Mengapa Label 'Bebas BPA' Mungkin Tidak Berarti

Setelah bertahun-tahun berkampanye, pendukung kesehatan akhirnya meyakinkan banyak produsen produk rumah tangga untuk menghilangkan bahan kimia Bisphenol A, yang dikenal sebagai BPA, dari barang-barang seperti kuitansi, botol plastik, dan lapisan kaleng.

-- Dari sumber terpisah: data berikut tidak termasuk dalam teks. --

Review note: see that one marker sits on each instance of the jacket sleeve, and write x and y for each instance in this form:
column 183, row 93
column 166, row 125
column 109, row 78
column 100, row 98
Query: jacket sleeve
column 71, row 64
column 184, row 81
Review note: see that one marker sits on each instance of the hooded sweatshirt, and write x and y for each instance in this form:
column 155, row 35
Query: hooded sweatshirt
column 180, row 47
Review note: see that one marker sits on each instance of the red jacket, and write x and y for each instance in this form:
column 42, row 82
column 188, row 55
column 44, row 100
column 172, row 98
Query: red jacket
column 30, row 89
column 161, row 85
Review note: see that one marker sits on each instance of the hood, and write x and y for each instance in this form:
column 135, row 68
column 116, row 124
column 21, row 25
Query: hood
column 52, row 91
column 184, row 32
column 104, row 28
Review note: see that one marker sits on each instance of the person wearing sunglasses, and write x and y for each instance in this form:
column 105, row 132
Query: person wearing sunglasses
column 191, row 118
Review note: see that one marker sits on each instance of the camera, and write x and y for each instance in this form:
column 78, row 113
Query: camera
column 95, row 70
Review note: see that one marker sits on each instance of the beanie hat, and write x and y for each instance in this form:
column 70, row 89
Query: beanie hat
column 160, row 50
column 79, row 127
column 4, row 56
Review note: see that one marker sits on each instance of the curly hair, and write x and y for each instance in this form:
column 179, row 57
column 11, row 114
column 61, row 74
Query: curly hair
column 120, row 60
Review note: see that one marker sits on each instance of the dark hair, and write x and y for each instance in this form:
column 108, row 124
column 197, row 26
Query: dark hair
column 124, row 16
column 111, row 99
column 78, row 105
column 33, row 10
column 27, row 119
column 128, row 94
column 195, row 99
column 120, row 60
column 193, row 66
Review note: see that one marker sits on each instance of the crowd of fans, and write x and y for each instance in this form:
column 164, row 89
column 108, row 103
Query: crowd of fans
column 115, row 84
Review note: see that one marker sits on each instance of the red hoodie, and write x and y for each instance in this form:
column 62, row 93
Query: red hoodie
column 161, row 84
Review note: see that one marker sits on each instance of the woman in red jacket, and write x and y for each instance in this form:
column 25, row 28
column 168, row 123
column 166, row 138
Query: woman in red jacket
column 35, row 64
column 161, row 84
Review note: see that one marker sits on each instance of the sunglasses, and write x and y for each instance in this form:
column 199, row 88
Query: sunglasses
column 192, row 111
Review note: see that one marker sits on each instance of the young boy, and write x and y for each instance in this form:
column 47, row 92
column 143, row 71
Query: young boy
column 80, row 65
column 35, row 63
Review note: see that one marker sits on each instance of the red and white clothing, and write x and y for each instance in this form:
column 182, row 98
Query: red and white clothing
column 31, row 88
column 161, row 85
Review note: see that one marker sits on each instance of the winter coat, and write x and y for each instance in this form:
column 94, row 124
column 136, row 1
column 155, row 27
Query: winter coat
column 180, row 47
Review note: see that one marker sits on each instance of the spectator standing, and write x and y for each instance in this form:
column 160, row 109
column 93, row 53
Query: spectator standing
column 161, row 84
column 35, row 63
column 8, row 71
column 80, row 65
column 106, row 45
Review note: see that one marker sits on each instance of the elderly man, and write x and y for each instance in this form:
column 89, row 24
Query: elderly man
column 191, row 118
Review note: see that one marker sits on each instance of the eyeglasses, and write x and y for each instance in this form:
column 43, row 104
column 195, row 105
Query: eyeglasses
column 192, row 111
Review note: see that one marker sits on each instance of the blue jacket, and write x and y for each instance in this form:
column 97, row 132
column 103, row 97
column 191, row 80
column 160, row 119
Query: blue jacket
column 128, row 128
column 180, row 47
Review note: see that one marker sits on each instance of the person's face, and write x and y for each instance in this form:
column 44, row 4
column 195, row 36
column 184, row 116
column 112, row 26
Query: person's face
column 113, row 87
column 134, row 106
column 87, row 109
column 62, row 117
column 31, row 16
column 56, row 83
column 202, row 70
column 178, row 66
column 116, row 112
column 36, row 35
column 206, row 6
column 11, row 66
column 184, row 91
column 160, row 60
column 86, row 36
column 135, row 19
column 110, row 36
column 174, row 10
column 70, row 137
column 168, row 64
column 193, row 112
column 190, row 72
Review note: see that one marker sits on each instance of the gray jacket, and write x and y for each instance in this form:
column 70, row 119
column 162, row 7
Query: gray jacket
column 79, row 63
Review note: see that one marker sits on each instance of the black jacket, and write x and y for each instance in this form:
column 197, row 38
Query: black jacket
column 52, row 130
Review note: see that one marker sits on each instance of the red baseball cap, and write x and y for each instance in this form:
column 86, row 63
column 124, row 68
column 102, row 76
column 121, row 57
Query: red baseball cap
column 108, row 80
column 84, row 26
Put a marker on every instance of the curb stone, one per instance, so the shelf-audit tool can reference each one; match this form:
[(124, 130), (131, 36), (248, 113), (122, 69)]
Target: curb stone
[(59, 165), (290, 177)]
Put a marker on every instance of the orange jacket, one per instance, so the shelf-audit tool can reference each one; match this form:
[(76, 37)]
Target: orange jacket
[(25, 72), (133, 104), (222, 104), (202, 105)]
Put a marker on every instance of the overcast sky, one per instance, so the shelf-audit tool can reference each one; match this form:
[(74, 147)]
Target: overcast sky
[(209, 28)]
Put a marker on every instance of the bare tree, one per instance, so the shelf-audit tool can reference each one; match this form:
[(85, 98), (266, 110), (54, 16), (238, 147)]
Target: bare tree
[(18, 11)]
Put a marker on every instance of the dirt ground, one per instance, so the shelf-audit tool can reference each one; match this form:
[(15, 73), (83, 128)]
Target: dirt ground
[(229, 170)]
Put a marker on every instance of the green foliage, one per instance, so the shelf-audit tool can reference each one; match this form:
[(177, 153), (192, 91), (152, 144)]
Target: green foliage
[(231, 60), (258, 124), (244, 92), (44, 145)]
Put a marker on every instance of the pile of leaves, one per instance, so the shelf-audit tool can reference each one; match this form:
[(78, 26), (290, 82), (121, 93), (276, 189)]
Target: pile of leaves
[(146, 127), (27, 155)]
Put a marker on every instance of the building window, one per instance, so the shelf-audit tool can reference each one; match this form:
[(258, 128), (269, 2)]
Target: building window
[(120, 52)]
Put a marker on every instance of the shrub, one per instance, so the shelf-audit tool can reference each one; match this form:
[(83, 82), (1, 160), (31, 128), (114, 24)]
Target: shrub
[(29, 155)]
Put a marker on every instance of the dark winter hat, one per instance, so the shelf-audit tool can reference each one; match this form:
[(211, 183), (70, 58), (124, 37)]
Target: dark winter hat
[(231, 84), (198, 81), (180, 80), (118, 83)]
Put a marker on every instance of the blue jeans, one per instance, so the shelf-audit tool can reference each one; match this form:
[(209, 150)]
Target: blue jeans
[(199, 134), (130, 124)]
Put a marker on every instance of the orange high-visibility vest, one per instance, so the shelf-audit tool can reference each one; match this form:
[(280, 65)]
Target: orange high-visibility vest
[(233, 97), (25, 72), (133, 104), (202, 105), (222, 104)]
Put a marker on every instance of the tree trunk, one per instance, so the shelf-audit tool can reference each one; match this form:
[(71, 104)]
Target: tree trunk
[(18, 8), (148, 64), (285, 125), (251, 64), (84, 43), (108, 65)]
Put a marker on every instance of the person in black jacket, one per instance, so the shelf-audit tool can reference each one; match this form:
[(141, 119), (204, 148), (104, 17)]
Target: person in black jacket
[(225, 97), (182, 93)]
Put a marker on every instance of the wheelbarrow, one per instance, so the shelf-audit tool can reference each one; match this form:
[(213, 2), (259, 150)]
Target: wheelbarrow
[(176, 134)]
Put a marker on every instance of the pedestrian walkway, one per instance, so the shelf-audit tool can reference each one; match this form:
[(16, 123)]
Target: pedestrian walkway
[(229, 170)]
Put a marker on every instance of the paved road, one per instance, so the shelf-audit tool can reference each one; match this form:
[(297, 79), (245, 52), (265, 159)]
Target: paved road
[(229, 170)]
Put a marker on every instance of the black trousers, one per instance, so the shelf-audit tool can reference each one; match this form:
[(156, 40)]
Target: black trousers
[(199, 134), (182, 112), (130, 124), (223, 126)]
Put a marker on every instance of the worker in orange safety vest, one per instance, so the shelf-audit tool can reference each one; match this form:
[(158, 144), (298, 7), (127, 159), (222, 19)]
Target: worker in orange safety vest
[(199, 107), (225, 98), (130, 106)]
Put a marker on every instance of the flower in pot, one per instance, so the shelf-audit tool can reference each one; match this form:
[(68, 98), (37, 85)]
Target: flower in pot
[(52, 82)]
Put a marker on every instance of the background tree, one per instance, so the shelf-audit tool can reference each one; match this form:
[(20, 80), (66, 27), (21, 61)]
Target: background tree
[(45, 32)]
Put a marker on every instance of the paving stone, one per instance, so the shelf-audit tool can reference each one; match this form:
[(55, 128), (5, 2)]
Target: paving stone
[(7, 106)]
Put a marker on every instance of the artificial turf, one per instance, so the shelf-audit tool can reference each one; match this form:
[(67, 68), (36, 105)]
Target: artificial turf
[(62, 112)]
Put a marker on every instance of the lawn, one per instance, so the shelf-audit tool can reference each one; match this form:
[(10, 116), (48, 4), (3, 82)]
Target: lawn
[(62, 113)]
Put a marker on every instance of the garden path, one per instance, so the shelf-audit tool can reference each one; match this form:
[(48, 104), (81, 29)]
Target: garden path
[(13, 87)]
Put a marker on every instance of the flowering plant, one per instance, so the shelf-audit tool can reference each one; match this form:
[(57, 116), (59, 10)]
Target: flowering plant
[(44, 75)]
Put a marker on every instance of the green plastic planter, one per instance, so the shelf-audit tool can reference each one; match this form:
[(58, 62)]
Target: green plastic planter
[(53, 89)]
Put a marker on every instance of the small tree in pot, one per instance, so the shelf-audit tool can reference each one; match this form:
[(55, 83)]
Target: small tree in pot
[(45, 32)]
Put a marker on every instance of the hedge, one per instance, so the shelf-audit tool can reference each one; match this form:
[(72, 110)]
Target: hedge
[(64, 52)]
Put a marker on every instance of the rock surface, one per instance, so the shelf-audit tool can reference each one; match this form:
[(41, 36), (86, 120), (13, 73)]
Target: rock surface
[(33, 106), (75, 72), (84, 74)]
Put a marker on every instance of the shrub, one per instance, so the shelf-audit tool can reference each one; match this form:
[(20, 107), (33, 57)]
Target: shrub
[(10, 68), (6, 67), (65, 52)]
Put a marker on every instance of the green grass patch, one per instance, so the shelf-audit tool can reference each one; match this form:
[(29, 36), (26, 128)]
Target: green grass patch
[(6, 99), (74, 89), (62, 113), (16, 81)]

Hasilnya, tidak sulit menemukan produk berlabel "bebas BPA". Tapi ternyata bahan kimia yang digunakan untuk menggantikan BPA mungkin memiliki dampak yang hampir sama persis pada tubuh manusia - gangguan hormon - seperti BPA, menurut sebuah studi baru di jurnal Perspektif Kesehatan Lingkungan .
“Menurut hampir semua literatur yang ada tentang dua pengganti ini, keduanya aktif secara hormonal dengan cara yang mirip dengan BPA - mekanisme yang mirip, potensi yang serupa,” kata penulis studi Johanna Rochester, peneliti di Endocrine Disruption Exchange.
Studi ini mengevaluasi penelitian yang ada pada dua bahan kimia pengganti BPA: Bisphenol S dan F, yang dikenal sebagai BPS dan BPF. Kesamaan antara senyawa dapat melampaui namanya, penelitian menunjukkan. Pertama, struktur senyawanya sangat mirip. Senyawa tersebut juga berperilaku seperti BPA, bagian dari alasan mengapa mereka menjadi pengganti yang baik untuk produsen - jika bukan karena konsumen yang ingin membuang bahan kimia yang mengganggu hormon dari produk mereka.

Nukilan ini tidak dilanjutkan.